We compared our GPU acceleration with the hand-optimized CPU version of Darwin [26] (commit: 16bdb81). Tests are performed on both IBM as well as Intel machines. The IBM machine (S824L) has 2 sockets with each socket containing a 10-core POWER8 @ 3.42 GHz processor. Each core has 8-way Simultaneous Multithreading. Hence, there are 160 logical cores in total. The machine has 256 GB of RAM and a Tesla K40m. The CUDA version is 7.5, and the operating system is Ubuntu 3.19.0-28-generic. The GCC version is 4.9.2.

The Intel machine has 2 sockets with each socket containing a 6-core Xeon E5-2620 @ 2.4 GHz processor. Each core has 2-way Hyperthreading. Hence, there are 24 logical cores in total. The machine has 32 GB of RAM and a Tesla K40c. The CUDA version is 9.2, and the operating system is CentOS 7.5. The GCC version is 4.8.5. The K40c and K40m have the same performance, the only difference lies in their cooling method.

We use Pacbio 54x Human sequencing data [27]. The data has a size of 172 gigabytes containing 21,856,161 reads. Since the runtime of the experiments has a quadratic relationship with the number of reads, we use first 50 megabytes (8566 reads) as the input dataset to finish the experiments in a reasonable time. Even with 50 megabytes input dataset, the CPU implementation takes more than 2 hours to run on 8 threads of the Intel machine (Fig. 8). The input dataset contains reads up to 33 kilo bases long with an average read length of 6 kilo bases. Darwin computes the overlaps between the reads in the input dataset. The settings for GPU and CPU implementation are as follows: match,mismatch,gapo,gape=(1,−1,−1,−1), N=800, T=320, O=120, K=14, h=21, w=1.

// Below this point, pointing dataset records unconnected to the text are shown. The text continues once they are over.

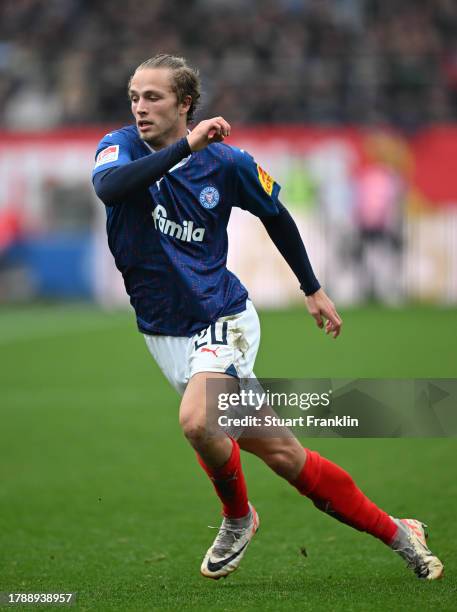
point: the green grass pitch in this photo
(101, 495)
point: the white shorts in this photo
(229, 346)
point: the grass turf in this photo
(101, 495)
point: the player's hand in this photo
(321, 307)
(208, 131)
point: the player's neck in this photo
(169, 139)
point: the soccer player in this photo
(168, 194)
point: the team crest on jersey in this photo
(109, 154)
(265, 180)
(209, 197)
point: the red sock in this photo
(332, 490)
(229, 483)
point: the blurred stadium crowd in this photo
(321, 61)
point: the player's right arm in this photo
(116, 175)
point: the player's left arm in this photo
(284, 233)
(258, 193)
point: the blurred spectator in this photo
(325, 61)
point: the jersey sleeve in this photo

Since our GPU implementation accelerates only the Align() function on the GPU, everything else is executed on the CPU with multiple threads. Each CPU thread launches a batch of R_tile and Q_tile sequences to be aligned on the GPU. Since all these CPU threads share a single GPU, it is necessary to investigate how the choice of numbers of CPU threads, number of GPU blocks and the number of threads in a block affect the performance. Figure 6 shows the total execution size for various settings of these factors. The figure shows that the fastest execution time is obtained with 8 CPU threads running with the GPU launch parameters of 32 blocks and 64 threads per block. We performed a similar analysis for the Intel machine and found that 8/32/64 is the best setting in the case of the Intel machine as well. Therefore, we used the 8/32/64 ((Number of CPU threads) / (number of blocks) / (number of threads per block)) setting for running the GPU implementation in the remainder of the experimental results.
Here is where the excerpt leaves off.